Of course, the obvious problem here is that WOW has sold >5 million copies, and most people have never even heard of Irth, or if they have they say it’s ugly and buggy. This is true, and while I don’t think Irth is a better game than WOW at the moment, I think it has the potential to be a much deeper game. WOW is filling a large, previously untapped, market with its simplicity and elegance. However I think we need to move on and start aiming for a deeper experience in our games.

There are some caveats to these two rules. There are certain features which must be added to your game even if their ratio is quite low. Features which are core to your game design and feel of the game must be put in. However, if a core feature’s ratio is too low then I’d suggest re-evaluating that feature and deciding if there isn’t something different you could do. You can also take this rule too far. I’d rather see 10 features which aren’t completely polished than 15 features that have no polish whatsoever (which is where Irth fails). Unfortunately, it’s a fine line with failure on either side, however if done well you can have a masterpiece on your hands like Oblivion or Half-Life 2.

Rule #3: Some features will have a good benefit to cost ratio, but their cost is so high that you can’t include them.

I’m working on a 12 month development cycle (part time) for CIC. Any feature that takes over a month to complete I either have to drop or reduce substantially. I’ve cut features such as walking around your ship, persistent multiplayer maps and having a ‘strategic’ battle map so you can play as an admiral. These features would be great to add, but they’ll have to wait for a later release. In these cases while the ratio isn’t too bad, the cost is just too high that I can’t afford to add it no matter how high its benefit.
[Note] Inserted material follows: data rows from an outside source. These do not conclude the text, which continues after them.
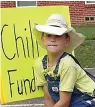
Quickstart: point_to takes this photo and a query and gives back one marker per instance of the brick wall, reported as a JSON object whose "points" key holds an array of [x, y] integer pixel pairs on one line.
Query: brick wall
{"points": [[78, 10]]}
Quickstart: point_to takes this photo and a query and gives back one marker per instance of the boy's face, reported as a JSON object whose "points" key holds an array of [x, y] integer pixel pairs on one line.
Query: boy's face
{"points": [[55, 43]]}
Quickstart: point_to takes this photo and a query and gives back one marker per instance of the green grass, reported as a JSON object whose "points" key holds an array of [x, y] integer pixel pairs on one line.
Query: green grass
{"points": [[85, 53], [88, 31]]}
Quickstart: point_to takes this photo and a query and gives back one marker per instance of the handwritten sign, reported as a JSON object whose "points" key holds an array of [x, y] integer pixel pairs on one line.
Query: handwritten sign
{"points": [[19, 49]]}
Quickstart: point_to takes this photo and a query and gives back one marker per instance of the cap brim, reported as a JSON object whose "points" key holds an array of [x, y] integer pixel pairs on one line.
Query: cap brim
{"points": [[52, 30], [75, 38]]}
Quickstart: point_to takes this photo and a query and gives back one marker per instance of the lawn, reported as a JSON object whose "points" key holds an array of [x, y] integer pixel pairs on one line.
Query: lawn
{"points": [[85, 53]]}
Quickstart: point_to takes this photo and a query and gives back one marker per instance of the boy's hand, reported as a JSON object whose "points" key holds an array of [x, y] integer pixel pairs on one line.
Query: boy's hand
{"points": [[64, 99], [48, 101]]}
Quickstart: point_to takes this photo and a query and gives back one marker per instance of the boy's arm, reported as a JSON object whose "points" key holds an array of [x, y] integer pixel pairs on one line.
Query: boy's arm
{"points": [[48, 101], [64, 99]]}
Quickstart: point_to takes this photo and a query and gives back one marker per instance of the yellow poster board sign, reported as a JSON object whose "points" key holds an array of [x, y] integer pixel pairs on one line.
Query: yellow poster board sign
{"points": [[19, 49]]}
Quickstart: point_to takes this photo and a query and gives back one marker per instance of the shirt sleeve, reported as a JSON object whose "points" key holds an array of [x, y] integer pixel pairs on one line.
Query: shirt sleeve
{"points": [[68, 79], [39, 75]]}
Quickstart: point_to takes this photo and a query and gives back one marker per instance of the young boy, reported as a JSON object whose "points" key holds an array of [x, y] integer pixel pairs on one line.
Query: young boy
{"points": [[64, 82]]}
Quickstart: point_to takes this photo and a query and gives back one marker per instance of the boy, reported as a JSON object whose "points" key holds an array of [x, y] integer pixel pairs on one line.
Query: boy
{"points": [[64, 82]]}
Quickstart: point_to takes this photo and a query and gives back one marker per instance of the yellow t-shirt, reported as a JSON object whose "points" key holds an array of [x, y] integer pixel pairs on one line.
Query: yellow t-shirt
{"points": [[71, 75]]}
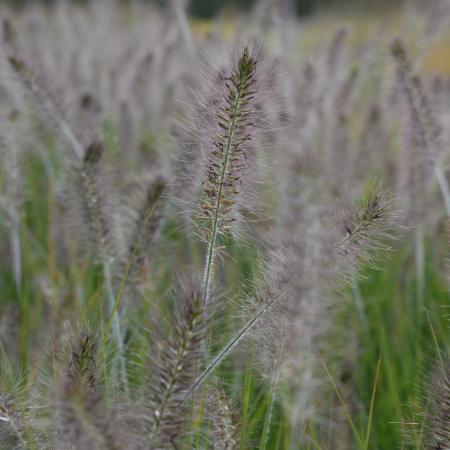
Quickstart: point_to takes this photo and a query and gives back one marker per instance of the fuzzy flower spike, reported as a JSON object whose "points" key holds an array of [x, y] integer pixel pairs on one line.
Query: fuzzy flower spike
{"points": [[226, 164]]}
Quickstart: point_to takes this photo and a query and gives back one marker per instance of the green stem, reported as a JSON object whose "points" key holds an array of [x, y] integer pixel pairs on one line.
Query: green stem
{"points": [[212, 243], [231, 344]]}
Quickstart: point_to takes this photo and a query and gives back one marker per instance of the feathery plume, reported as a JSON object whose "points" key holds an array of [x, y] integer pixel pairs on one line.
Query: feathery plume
{"points": [[145, 228], [12, 430], [174, 368], [235, 119], [45, 104], [100, 236], [367, 225], [438, 415], [422, 112], [224, 433]]}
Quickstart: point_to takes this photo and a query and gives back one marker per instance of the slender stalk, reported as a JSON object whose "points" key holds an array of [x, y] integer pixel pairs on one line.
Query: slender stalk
{"points": [[269, 413], [211, 253], [117, 334], [217, 360], [227, 157], [16, 251], [421, 110]]}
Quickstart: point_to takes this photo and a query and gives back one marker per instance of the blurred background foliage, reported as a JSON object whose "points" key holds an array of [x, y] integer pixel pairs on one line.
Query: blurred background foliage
{"points": [[210, 8]]}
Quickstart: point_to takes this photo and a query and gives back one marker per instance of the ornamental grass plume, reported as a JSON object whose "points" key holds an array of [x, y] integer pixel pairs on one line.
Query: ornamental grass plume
{"points": [[12, 430], [224, 431], [100, 227], [84, 420], [174, 363], [145, 230], [234, 120], [437, 435], [421, 110]]}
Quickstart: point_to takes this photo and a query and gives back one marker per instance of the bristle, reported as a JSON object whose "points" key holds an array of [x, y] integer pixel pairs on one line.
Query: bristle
{"points": [[145, 228], [82, 413], [367, 226], [224, 434], [174, 368], [226, 165]]}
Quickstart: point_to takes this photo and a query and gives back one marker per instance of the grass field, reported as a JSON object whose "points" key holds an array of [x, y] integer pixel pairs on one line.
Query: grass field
{"points": [[251, 258]]}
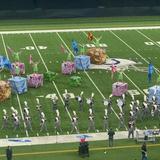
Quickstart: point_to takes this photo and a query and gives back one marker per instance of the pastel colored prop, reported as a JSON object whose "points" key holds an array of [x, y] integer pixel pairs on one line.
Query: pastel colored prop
{"points": [[4, 63], [75, 81], [119, 88], [68, 67], [50, 76], [5, 90], [18, 84], [154, 91], [35, 80], [97, 55], [21, 68], [82, 62]]}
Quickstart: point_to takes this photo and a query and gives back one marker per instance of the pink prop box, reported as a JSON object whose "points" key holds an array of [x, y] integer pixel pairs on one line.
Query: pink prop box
{"points": [[35, 80], [119, 88], [21, 67], [68, 67]]}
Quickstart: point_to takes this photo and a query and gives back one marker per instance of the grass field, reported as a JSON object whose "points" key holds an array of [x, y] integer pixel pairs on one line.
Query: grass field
{"points": [[123, 149], [127, 44]]}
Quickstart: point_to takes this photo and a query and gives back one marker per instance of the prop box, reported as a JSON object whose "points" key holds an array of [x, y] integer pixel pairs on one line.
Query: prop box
{"points": [[5, 90], [119, 88], [35, 80], [154, 91], [82, 62], [21, 68], [75, 81], [18, 84], [68, 67]]}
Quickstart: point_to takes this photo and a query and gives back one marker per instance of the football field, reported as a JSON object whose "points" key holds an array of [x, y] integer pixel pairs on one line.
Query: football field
{"points": [[141, 45]]}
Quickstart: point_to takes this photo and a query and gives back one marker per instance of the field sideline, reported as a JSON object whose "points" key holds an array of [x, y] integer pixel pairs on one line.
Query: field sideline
{"points": [[127, 40], [62, 35]]}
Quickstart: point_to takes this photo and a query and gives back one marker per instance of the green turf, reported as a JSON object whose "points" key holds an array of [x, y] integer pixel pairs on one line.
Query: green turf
{"points": [[123, 149], [31, 24], [53, 58]]}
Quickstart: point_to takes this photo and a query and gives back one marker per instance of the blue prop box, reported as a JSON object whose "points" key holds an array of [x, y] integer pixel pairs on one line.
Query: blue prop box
{"points": [[154, 91], [18, 84], [82, 62]]}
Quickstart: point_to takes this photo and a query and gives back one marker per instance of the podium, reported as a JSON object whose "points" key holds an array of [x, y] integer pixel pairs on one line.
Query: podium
{"points": [[83, 149]]}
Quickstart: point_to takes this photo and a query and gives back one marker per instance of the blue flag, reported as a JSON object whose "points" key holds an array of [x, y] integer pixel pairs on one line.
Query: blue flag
{"points": [[150, 71]]}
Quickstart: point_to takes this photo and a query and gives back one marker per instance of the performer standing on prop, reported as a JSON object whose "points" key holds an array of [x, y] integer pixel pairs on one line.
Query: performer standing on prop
{"points": [[111, 134], [16, 123], [57, 123], [34, 64], [28, 123], [4, 120], [66, 99], [9, 153], [17, 70], [97, 42], [43, 125], [35, 67], [54, 100], [120, 76], [75, 47], [90, 101], [150, 72], [80, 101], [131, 128], [121, 121], [63, 49], [91, 123], [74, 123], [113, 70], [15, 54], [90, 36], [82, 48], [105, 120]]}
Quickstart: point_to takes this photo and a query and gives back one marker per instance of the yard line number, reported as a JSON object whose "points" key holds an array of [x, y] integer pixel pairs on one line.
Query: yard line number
{"points": [[30, 48]]}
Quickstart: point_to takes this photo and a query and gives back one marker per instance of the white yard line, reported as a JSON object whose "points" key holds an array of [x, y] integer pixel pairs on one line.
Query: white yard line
{"points": [[79, 30], [48, 70], [133, 50], [129, 79], [19, 103], [89, 77], [151, 41]]}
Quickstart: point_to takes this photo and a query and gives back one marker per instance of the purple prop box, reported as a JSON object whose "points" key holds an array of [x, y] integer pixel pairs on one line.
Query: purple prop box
{"points": [[35, 80], [154, 91], [18, 84], [82, 62], [119, 88], [21, 67], [68, 67]]}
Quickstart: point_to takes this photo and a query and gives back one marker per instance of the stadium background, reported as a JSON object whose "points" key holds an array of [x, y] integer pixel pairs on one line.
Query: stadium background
{"points": [[72, 8]]}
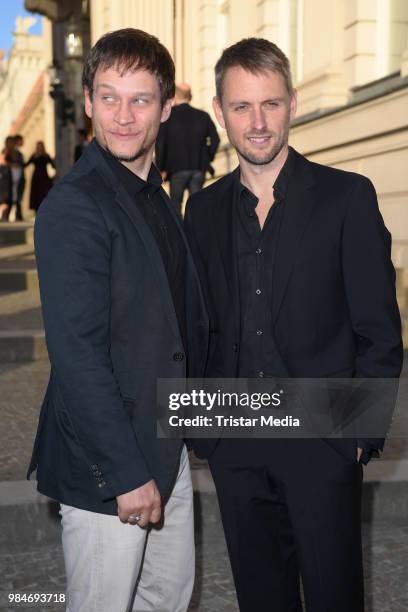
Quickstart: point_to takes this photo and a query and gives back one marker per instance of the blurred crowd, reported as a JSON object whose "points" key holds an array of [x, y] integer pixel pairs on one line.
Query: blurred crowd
{"points": [[13, 180]]}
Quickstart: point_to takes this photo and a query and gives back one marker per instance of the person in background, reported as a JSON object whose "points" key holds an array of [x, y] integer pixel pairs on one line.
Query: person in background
{"points": [[41, 182], [82, 142], [5, 187], [18, 143], [186, 146]]}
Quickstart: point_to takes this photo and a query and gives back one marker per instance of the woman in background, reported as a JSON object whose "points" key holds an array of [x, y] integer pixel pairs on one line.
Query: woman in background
{"points": [[41, 182], [5, 187]]}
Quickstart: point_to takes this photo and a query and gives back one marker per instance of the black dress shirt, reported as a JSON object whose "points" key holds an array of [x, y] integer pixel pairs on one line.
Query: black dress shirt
{"points": [[256, 249], [150, 198]]}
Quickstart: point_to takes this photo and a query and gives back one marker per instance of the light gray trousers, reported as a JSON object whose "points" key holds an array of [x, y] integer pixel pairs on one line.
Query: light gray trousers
{"points": [[103, 557]]}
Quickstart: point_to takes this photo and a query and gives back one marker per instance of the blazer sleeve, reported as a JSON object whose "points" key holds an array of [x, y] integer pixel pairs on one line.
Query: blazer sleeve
{"points": [[73, 255], [369, 279]]}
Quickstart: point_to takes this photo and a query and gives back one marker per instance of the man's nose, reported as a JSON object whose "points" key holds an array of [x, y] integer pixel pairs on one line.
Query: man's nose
{"points": [[258, 120], [124, 114]]}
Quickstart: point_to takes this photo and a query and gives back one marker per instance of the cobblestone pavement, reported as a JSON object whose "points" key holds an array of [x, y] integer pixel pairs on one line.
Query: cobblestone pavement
{"points": [[385, 550]]}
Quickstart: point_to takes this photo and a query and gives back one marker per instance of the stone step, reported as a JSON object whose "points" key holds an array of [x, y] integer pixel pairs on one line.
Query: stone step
{"points": [[16, 233], [22, 346], [17, 279]]}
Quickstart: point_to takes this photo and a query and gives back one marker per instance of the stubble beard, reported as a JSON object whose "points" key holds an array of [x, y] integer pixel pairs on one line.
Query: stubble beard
{"points": [[263, 158], [127, 158]]}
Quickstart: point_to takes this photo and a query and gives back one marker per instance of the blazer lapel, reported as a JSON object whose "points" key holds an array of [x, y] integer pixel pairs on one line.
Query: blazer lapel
{"points": [[224, 219], [299, 206], [125, 202]]}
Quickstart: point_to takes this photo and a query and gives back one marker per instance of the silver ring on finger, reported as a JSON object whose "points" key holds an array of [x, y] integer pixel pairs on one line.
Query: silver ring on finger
{"points": [[135, 518]]}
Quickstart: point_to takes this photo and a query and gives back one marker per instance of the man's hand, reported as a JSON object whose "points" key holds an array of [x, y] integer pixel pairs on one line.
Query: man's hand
{"points": [[144, 501]]}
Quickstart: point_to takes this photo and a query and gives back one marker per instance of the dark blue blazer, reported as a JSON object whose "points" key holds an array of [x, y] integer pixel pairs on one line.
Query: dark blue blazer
{"points": [[111, 332]]}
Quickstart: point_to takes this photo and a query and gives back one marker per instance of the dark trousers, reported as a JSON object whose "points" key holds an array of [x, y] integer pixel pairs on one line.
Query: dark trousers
{"points": [[291, 508], [192, 180]]}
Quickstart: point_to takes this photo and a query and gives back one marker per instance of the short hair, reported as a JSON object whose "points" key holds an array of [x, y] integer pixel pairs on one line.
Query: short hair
{"points": [[254, 55], [131, 49]]}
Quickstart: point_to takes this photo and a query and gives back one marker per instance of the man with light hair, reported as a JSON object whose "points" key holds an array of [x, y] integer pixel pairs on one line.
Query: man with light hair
{"points": [[294, 260]]}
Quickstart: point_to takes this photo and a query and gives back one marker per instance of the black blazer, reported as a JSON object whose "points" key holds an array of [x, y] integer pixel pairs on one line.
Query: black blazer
{"points": [[334, 305], [188, 140], [111, 331]]}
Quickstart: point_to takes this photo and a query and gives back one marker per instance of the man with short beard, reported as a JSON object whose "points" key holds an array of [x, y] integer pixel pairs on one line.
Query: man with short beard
{"points": [[122, 307], [294, 260]]}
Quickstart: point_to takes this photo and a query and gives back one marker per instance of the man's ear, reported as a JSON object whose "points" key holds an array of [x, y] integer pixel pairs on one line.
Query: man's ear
{"points": [[293, 105], [166, 110], [88, 103], [218, 111]]}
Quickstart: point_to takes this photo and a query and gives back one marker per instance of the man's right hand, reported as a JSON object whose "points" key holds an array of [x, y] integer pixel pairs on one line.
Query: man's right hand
{"points": [[145, 501]]}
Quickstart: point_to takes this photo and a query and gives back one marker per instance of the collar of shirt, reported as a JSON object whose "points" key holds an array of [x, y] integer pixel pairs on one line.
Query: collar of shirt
{"points": [[280, 186], [131, 181]]}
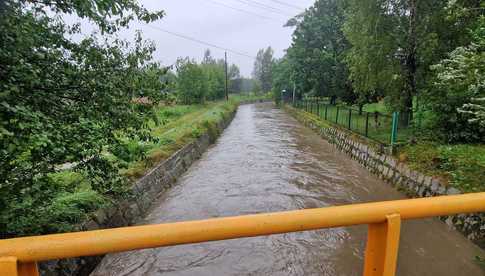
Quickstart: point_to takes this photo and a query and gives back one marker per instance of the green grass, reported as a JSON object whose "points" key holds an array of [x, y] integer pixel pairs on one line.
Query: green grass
{"points": [[461, 166], [378, 129], [179, 125]]}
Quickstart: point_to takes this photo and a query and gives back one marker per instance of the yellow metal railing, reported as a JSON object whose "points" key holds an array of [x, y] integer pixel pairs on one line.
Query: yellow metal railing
{"points": [[19, 256]]}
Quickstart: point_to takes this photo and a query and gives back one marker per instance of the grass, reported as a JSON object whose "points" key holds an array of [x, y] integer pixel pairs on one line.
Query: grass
{"points": [[179, 126], [378, 129], [461, 166]]}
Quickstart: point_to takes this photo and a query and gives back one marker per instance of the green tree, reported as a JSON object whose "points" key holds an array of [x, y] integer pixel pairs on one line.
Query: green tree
{"points": [[393, 44], [317, 52], [192, 82], [455, 102], [262, 70]]}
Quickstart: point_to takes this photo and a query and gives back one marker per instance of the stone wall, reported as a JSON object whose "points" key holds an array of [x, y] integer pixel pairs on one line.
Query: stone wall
{"points": [[399, 175], [145, 191]]}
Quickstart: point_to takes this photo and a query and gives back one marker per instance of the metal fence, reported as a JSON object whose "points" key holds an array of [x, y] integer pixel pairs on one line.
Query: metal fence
{"points": [[373, 125]]}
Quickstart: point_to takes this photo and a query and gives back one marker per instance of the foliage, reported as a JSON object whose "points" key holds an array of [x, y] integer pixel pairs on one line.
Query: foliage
{"points": [[454, 100], [462, 166], [317, 52], [205, 81], [192, 82], [62, 104], [282, 78], [263, 69]]}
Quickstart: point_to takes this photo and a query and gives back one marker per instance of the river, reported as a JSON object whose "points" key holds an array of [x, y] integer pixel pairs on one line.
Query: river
{"points": [[265, 161]]}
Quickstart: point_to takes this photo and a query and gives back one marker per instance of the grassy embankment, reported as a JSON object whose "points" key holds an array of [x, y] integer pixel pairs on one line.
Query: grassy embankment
{"points": [[177, 126], [180, 126], [379, 127], [459, 165]]}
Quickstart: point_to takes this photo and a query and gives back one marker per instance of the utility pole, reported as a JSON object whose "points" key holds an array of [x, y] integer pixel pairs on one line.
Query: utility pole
{"points": [[225, 66]]}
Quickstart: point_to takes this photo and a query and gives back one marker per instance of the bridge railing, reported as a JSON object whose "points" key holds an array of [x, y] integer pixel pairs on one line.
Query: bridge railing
{"points": [[19, 256]]}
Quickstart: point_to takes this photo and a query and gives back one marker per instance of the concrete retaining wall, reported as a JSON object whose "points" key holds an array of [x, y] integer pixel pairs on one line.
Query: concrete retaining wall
{"points": [[389, 169]]}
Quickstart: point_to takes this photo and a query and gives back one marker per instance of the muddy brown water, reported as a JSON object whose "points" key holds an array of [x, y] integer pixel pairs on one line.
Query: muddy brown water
{"points": [[265, 161]]}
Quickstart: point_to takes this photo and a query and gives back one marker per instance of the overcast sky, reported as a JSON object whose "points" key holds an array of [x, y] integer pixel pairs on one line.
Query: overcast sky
{"points": [[212, 21]]}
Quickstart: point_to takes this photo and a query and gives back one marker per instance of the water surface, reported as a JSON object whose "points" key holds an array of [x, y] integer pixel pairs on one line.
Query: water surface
{"points": [[265, 161]]}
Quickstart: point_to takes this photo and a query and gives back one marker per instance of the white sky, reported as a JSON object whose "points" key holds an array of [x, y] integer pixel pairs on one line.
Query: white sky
{"points": [[210, 22]]}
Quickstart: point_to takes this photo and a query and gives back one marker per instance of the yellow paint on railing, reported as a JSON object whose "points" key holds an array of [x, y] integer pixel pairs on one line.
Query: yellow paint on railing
{"points": [[383, 217]]}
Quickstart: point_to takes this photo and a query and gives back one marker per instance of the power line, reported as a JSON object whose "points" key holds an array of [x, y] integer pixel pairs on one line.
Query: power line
{"points": [[241, 10], [201, 42], [264, 7], [288, 5]]}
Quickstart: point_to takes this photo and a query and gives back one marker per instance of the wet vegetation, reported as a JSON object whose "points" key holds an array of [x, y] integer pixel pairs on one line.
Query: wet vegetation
{"points": [[82, 119], [423, 59]]}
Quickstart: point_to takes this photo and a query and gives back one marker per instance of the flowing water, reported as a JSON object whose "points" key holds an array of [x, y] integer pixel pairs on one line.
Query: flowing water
{"points": [[265, 161]]}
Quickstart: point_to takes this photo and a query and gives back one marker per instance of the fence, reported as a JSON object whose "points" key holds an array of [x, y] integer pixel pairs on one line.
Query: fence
{"points": [[374, 125], [19, 256]]}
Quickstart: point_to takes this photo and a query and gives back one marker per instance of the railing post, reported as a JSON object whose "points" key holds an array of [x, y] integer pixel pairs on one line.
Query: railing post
{"points": [[11, 267], [382, 247], [350, 119]]}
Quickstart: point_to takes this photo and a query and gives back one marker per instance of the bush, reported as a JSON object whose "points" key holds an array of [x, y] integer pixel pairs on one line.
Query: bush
{"points": [[459, 80], [192, 85]]}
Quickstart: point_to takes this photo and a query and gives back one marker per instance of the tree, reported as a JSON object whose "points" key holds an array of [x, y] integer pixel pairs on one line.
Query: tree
{"points": [[263, 68], [67, 103], [318, 49], [393, 44], [282, 78], [192, 82]]}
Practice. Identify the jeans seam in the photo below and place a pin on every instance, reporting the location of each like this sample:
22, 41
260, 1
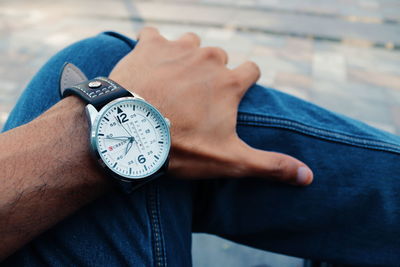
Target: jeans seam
325, 134
159, 250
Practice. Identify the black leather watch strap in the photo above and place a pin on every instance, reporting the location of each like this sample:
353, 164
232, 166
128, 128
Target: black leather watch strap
98, 91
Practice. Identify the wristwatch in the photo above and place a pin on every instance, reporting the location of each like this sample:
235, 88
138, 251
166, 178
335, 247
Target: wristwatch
129, 137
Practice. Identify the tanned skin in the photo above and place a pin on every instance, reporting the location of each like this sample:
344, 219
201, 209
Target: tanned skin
46, 168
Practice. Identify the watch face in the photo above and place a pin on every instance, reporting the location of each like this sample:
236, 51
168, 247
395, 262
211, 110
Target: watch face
132, 138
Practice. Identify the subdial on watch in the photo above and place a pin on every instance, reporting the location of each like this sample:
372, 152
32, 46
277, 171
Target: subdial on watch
132, 138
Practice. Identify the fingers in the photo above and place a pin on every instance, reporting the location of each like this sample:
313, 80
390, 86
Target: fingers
246, 74
189, 39
274, 166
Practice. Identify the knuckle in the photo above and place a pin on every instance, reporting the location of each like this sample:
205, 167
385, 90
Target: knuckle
255, 68
277, 168
235, 81
210, 53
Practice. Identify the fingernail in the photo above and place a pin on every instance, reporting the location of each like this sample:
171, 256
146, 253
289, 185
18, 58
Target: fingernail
304, 175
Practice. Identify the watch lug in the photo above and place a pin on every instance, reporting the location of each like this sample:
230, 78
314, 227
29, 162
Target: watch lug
91, 113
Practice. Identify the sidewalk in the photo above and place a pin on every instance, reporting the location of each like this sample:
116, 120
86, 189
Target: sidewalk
342, 55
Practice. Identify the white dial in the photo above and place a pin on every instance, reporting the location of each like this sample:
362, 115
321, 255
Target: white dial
132, 138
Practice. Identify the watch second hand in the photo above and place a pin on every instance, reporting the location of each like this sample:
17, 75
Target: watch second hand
123, 126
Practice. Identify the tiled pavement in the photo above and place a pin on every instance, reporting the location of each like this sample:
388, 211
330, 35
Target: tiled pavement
341, 54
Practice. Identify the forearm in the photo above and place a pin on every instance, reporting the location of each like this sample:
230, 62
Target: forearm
47, 173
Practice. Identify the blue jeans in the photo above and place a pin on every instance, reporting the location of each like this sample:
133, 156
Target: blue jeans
350, 214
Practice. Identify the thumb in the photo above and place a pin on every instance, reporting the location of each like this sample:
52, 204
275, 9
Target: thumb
274, 166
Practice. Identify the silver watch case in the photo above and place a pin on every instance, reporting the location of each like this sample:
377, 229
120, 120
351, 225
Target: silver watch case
93, 118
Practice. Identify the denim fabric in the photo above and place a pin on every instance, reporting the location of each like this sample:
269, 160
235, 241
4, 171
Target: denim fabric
350, 214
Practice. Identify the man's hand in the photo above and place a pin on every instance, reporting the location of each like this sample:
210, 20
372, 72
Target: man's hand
193, 88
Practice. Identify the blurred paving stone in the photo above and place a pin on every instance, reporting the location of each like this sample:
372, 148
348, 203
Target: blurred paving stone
293, 79
224, 253
329, 66
373, 77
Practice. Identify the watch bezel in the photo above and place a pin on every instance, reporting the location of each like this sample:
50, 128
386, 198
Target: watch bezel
95, 117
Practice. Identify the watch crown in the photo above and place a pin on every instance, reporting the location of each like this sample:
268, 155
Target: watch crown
168, 122
94, 84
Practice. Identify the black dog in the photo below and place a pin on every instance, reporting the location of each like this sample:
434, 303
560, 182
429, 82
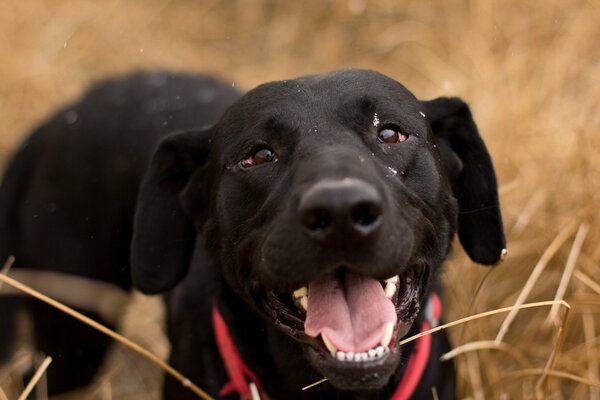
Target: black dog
309, 224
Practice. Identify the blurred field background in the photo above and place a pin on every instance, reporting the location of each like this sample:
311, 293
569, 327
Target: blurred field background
529, 69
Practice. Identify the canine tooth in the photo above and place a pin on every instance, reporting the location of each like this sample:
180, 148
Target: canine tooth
302, 292
387, 335
390, 289
304, 302
328, 344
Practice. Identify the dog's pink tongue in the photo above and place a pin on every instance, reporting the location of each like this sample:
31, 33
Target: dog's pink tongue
352, 312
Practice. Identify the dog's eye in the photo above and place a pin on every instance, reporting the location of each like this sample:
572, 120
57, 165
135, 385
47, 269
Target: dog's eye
391, 135
261, 156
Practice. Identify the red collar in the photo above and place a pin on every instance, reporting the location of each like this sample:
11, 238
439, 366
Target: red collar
243, 381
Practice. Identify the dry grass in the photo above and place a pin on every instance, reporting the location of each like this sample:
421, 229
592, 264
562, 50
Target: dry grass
529, 69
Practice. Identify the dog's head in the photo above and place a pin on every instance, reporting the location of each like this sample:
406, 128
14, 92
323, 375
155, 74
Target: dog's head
328, 203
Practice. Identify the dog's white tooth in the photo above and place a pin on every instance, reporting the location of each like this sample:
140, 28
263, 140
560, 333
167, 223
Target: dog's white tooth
304, 302
303, 291
387, 335
328, 344
390, 289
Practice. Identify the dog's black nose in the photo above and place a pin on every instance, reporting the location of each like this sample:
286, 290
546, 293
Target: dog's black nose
340, 209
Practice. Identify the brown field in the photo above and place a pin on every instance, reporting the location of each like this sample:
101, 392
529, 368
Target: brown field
529, 69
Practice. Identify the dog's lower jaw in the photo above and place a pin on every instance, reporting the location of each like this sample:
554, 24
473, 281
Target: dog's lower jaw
366, 376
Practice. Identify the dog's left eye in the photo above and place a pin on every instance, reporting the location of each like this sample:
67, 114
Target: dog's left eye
391, 135
261, 156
In these cases I’d be better off adding numerous smaller features in the same time giving my game more depth and being less reliant on a single feature to win players over.

I’d advise looking over your feature list and making a rough approximation of benefit to cost ratio for each feature. If you find any that are glaringly low then rethink both your design and your schedule. This is especially true if you are an indie developer as you must make your limited resources as cost effective as possible and looking at each feature in this way will help keep you on track.